In cento anni di apertura la tessitura di Paesana ha dato lavoro a una o più componenti delle famiglie del paese.

Le riprese sono iniziate con Francesco Bossa che ha scritto la sua tesi di laurea sulle origini del setificio Bonnet.

Abbiamo poi intervistato Onorina Bossa che ha ricordato i racconti di sua mamma, per passare poi ad Angelo Floro e Beppe Gagna, i più anziani lavoratori ancora in vita che hanno portato la loro testimonianza raccontando la riapertura dello stabilimento dopo la Seconda Guerra mondiale con la proprietà della manifattura Tessile Erba.

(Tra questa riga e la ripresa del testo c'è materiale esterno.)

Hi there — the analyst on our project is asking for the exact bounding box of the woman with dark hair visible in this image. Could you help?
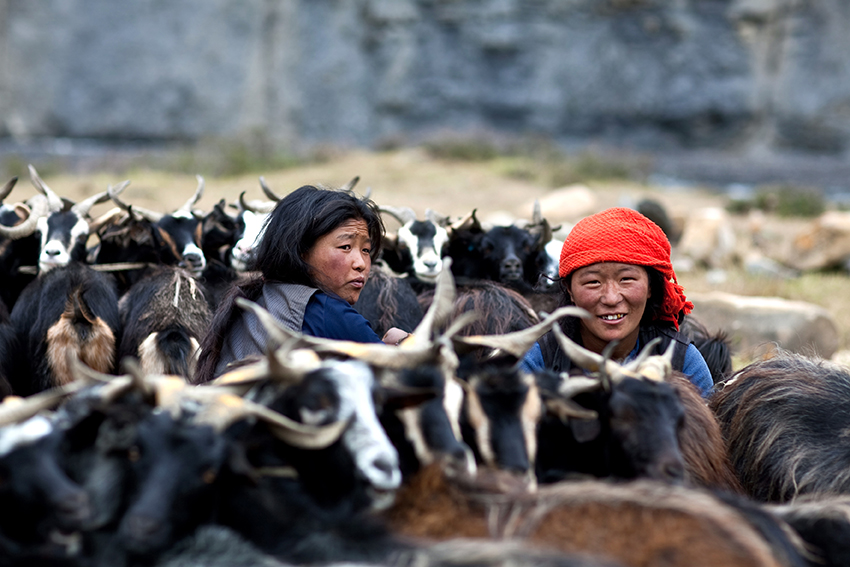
[523,208,713,396]
[193,185,408,383]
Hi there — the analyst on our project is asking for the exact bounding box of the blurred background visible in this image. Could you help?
[0,0,850,362]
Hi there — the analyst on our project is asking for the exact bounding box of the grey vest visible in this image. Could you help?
[215,283,319,376]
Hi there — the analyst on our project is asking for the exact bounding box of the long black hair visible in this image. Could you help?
[190,185,384,384]
[250,185,384,287]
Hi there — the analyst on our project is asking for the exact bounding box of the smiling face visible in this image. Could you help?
[569,262,650,359]
[304,219,372,305]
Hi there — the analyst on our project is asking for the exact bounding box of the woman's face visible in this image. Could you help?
[304,219,372,305]
[569,262,650,359]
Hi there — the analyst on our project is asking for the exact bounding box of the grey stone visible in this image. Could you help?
[0,0,850,153]
[687,292,839,359]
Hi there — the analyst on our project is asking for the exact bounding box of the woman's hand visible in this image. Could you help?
[381,327,410,345]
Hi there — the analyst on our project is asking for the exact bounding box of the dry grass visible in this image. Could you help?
[7,148,850,360]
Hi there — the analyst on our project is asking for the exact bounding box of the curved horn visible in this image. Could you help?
[552,325,623,378]
[260,180,280,202]
[635,341,676,382]
[0,176,18,203]
[177,175,204,213]
[453,306,591,364]
[0,195,50,240]
[378,205,416,224]
[340,175,360,191]
[71,189,111,217]
[413,257,457,342]
[106,187,165,223]
[27,164,65,212]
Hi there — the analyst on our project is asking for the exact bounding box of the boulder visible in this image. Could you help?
[674,207,737,269]
[525,184,599,226]
[782,211,850,270]
[688,291,839,360]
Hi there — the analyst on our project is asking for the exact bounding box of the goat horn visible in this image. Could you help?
[27,164,65,212]
[0,176,18,203]
[0,195,50,240]
[71,189,111,217]
[454,306,591,358]
[340,175,360,191]
[635,341,676,382]
[260,180,280,202]
[0,388,79,427]
[106,187,165,223]
[552,325,623,380]
[378,205,416,225]
[425,209,449,228]
[543,398,599,423]
[179,386,349,449]
[623,337,661,372]
[177,175,204,213]
[89,207,124,234]
[413,257,457,341]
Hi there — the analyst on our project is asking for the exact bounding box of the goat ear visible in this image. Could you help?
[570,419,602,443]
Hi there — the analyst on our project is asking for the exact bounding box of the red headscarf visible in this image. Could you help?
[558,208,694,329]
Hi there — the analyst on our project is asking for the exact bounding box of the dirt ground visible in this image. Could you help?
[7,149,850,360]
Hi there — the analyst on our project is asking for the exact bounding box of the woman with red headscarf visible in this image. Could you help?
[523,208,713,396]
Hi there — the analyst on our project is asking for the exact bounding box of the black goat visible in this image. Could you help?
[118,266,212,380]
[89,175,206,294]
[709,352,850,502]
[354,266,422,337]
[6,262,121,395]
[0,177,48,309]
[537,326,685,484]
[0,415,91,565]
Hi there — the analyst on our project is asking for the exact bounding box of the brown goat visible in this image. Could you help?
[385,466,799,567]
[667,374,744,494]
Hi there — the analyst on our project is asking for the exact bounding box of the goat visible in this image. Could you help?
[6,262,121,395]
[537,325,685,484]
[0,390,91,565]
[709,352,850,502]
[667,372,744,494]
[679,315,732,384]
[89,175,206,295]
[380,206,449,291]
[354,266,422,337]
[29,165,112,273]
[118,266,212,380]
[384,466,804,567]
[0,177,48,309]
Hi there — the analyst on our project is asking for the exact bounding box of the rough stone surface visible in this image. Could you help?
[0,0,850,153]
[688,292,839,358]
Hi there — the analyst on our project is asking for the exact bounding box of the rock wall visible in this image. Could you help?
[0,0,850,153]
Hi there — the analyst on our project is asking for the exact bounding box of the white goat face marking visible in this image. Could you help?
[328,361,401,490]
[0,415,53,457]
[443,378,463,441]
[230,211,269,272]
[397,223,449,283]
[520,374,543,472]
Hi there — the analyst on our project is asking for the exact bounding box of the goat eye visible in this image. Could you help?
[201,469,216,484]
[127,447,142,463]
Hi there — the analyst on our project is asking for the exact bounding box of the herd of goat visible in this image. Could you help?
[0,166,850,567]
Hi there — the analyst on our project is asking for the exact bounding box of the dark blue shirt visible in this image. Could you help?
[301,291,381,343]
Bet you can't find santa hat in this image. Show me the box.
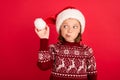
[56,8,85,33]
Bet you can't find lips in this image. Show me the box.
[66,34,71,37]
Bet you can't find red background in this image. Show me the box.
[0,0,120,80]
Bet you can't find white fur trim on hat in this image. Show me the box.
[34,18,46,30]
[56,9,85,33]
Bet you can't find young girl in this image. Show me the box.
[35,8,97,80]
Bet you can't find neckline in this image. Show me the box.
[62,41,80,46]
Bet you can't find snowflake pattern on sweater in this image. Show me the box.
[38,40,97,80]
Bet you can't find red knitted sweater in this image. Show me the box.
[38,39,97,80]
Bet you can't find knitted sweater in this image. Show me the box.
[37,39,97,80]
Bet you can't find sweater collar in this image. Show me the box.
[61,41,80,46]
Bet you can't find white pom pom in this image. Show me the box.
[34,18,46,30]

Con loro, nel video, si potranno vedere ed ascoltare le testimonianze di tutti coloro che hanno cominciato a lavorare nella tessitura giovanissimi (dai 12 e poi 16 anni), fino agli ultimi giovani, che hanno affiancato le tessitrici prima della chiusura, per poter coprire il lavoro a ciclo continuo che hanno raccontato questa realtà molto importante le la storia del nostro paese”.

Le testimonianze sono state tutte molto toccanti. “Per Guerrino Picca – spiega Sergio Beccio - il lavoro era un modo di incontrare le persone e durante le riprese nel ricordare il suo impiego in tessitura si è talmente commosso al punto che è scoppiato a piangere”.

Ad ognuno dei 39 testimoni, sarà regalata una chiavetta Usb contenente il video intero, della durata di circa un’ora e mezza circa, e la clip con la loro testimonianza.

Le riprese del video sono state effettuate in parte nei vecchi locali della tessitura, per gentile concessione di Fonti Alta Valle Po, nella scuola elementare a poca distanza dalla struttura e nella biblioteca civica, mentre gli esterni sono stati girati nella frazione di Agliasco.

Alla proiezione interverranno per incontrare gli ex dipendenti, per illustrare il progetto, gli scopi dell’iniziativa e la sua futura collocazione nella storia di Paesana, il sindaco di Paesana Emanuele Vaudano, il presidente della Fondazione Cassa di Risparmio di Saluzzo, Mario Anselmo, Fulvio Martino di Area Video e Marisa Argento, consigliere comunale.

Collabora all’iniziativa anche la Biblioteca comunale Nuto Revelli.

L’ingresso è libero ed aperto a tutti.